It is been a while, a long while since I started pestering people around. Knowingly and unknowingly this has been happening for past 37 years and tomorrow it is will 38 years complete. I was thinking about the world I am living in. How volatile it is. 3 months back I was more in a consistent working environment. Things have gone wrong in a really little time. Well, I am not really bothered about the inconsistensies that was brought in for me by these turn of events, but I am bothered about my achievements at this phase of life. In another year, I will exit thirties club and enter into forties and my list on what I have achieved so far that I am proud of, remains empty.Apart from seeking sympathy from the near ones, I have utilized my anxiety as a reason for being lazy. I have stopped myself from taking risk quoting the commitments to my family.
One day I was driving my bike and saw an old man, probably a worker, who was walking through the path way. I was thinking, what change would have he made to this world? Nothing! He just work hard through the days, some random chores to earn his daily bread. How pathetic would be that life? But in an seconds, thoughts blowed me back with millions of questions. He is an indispensible piece of this world. May be he build a wall or do some carpentry or may be he does nothing but sit on a place and beg. That person literally questioned my belief on people and reinforced that everyone has a role to play in the way this world functions.
They kept repeating that it is normal for me to think so wild on silly instances and I know what is normal for others is abnormal for me. Even then I am not sure what change I have brought in? I am not a fan of Robin Sharma but I like the title of his book, "who will cry when you die?". Like any other parent, I feel lucky in having two wonderful kids and ofcourse they are my most valuable possessions. All I dream is, when both of them look back at their father's life, they should say that they are proud about their father. Also if few others say that he influenced our lives, that is when I feel accomplished. For past 17 years I was in that run only to complain my inability to cope with stress and bad temper. I have still not reached anywhere atleast to claim that I reached my first step.

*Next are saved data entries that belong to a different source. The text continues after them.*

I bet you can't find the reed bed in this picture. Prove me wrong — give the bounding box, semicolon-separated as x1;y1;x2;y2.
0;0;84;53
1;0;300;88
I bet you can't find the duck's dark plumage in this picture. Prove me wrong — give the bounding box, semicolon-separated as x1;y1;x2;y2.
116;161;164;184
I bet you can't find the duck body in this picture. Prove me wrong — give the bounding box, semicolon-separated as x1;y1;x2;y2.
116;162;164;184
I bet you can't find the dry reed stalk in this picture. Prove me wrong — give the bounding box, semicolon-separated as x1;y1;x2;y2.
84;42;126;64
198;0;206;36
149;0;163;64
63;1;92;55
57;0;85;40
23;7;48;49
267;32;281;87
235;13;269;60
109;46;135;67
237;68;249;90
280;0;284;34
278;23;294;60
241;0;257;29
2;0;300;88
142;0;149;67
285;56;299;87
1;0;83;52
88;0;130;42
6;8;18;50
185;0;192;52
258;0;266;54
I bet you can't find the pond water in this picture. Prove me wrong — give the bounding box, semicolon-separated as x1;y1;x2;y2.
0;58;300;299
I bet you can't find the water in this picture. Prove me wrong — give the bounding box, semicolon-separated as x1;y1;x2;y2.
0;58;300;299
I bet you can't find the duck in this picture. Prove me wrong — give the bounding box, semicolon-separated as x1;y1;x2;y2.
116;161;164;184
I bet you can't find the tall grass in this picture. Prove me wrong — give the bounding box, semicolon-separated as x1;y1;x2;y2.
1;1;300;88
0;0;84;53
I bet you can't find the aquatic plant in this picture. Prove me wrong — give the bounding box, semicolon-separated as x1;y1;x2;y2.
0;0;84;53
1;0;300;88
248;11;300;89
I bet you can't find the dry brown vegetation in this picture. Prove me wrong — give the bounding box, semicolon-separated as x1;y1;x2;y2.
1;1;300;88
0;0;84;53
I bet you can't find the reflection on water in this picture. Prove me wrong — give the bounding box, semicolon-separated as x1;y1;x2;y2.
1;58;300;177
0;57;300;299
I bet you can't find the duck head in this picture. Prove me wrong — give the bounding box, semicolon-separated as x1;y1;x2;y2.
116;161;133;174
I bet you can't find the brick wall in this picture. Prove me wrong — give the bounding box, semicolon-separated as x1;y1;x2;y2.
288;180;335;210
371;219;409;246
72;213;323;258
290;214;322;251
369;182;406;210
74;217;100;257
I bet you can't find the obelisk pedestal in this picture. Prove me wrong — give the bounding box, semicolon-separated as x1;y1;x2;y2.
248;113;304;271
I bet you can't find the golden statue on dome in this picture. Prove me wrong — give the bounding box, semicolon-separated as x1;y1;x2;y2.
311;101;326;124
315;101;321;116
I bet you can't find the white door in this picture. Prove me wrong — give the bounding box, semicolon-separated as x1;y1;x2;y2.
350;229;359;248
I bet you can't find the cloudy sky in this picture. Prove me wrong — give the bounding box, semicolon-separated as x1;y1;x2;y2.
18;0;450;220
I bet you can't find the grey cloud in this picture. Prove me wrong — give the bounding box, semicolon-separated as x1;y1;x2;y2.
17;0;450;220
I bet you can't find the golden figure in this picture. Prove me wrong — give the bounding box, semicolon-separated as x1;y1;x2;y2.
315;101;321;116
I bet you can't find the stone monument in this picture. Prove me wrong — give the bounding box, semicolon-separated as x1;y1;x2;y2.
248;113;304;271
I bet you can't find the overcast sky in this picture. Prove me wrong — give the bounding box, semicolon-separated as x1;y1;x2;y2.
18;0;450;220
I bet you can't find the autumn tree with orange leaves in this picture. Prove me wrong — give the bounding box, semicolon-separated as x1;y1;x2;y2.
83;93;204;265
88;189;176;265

Fact is that I am tired of reading motivational dialogues and self help books. Unfortunately they no longer support my dreams. Once upon a time, it atleast created a fake aura of fullfillness but now, I know more than those writers. I understand that the practical challenge in implementing those meaningless advices. It is more difficult than have myself corrected by self affirmations. I think it is time to settle down on my dreams instead of fighting with it. Time to cry about the insecurities of middle class individuals, time to not to achieve anything which you once thought as dreams. While talking about insecurities, even today I feel that the nuts are meant to be brought from gulf and only rich can afford to buy it here. Always I look at the package, the price and leave it back at the aisle. In the meanwhile, I had absolutely no worries in spending 1.05 Lakhs for a brandnew phone. I keep diverting from the subject while I write. It may be about self doubts or the drama about emotional wellbeing. Before settling on my goals, I still have one year more and two years in another calculation. I am going to fight my last war and I am sure that you will see the outcome, whether I succeeded or failed.